Abbiamo due laboratori attivi sull’AI, uno a Verona e uno in Cina, e cerchiamo sempre di mettere insieme le nuove generazioni con quelle già attive nel mondo del lavoro. L’obiettivo è creare una vera alleanza intergenerazionale che permetta di usare l’intelligenza artificiale per potenziare l’intelligenza umana, non per sostituirla. Organizziamo anche eventi concreti come il CyberGame nazionale, che si terrà proprio la prossima settimana al 311 Verona. Coinvolgeremo oltre 200 giovani da tutta Italia in un’esperienza formativa sulla cyber security, tema importante per il futuro.
Come possiamo usare l’innovazione per costruire un mondo migliore?
Serve pensare a lungo termine. Consiglio due libri che mi hanno ispirato: “La scorciatoia” di Nello Cristianini, per capire come funziona davvero l’intelligenza artificiale, e “Come diventare buoni antenati” di Roman Krznaric, che racconta come alcune popolazioni native prendessero decisioni pensando alla settima generazione successiva. Ecco: anche noi dobbiamo fare lo stesso. Quando parliamo di innovazione, dobbiamo pensare a dove vivranno i nostri figli e nipoti. Dobbiamo agire per invertire tre grandi divari: ecologico, sociale e culturale. Se riusciremo a combinare la freschezza delle nuove generazioni con l’esperienza delle precedenti, potremo davvero costruire nuovi modelli di sostenibilità economica e sociale.
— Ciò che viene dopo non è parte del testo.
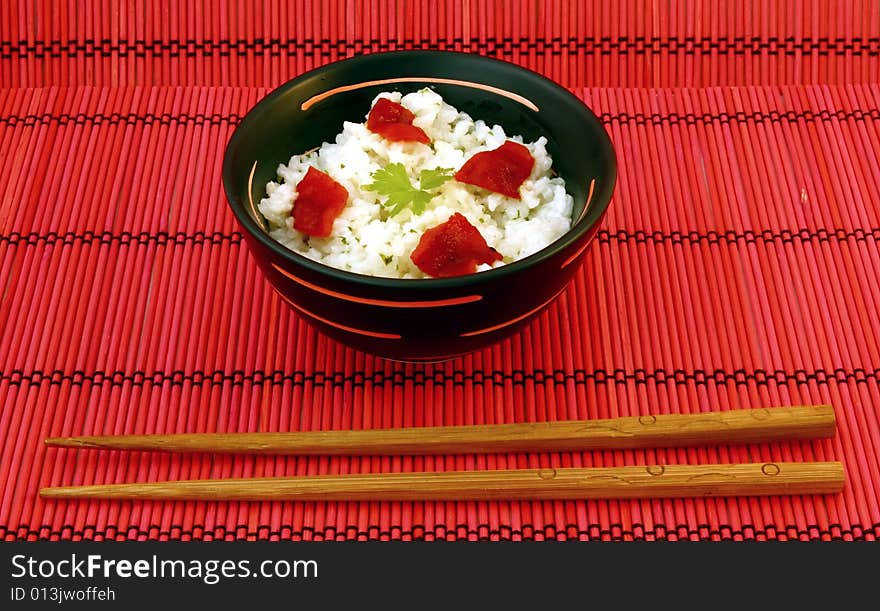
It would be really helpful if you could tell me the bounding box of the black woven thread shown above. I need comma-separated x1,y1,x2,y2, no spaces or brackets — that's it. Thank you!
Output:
0,36,880,59
0,227,880,246
0,523,880,540
0,367,880,387
0,112,241,127
0,231,244,246
0,108,880,127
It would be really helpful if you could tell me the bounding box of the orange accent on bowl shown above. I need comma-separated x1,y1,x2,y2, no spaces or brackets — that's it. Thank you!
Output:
458,289,565,337
559,178,596,269
275,291,401,339
248,161,268,231
272,263,483,308
300,76,540,112
572,178,596,225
Un messaggio finale per i giovani che parteciperanno al Premio Innovazione?
Credo che la più grande innovazione che si possa fare sia aiutare ogni giovane a scoprire la propria vocazione e il proprio progetto esistenziale. È da lì che parte tutto. Se diamo ai giovani gli spazi per esprimersi, come il 311, e occasioni come il Cyber Game, li mettiamo nelle condizioni di provare, di confrontarsi, di sbagliare e di crescere. E Verona, nonostante qualche diffidenza iniziale, è stata una città fertile per tutto questo. 311 Verona esiste perché la città l’ha sostenuto. Di questo, come Fondazione Edulife, siamo davvero grati.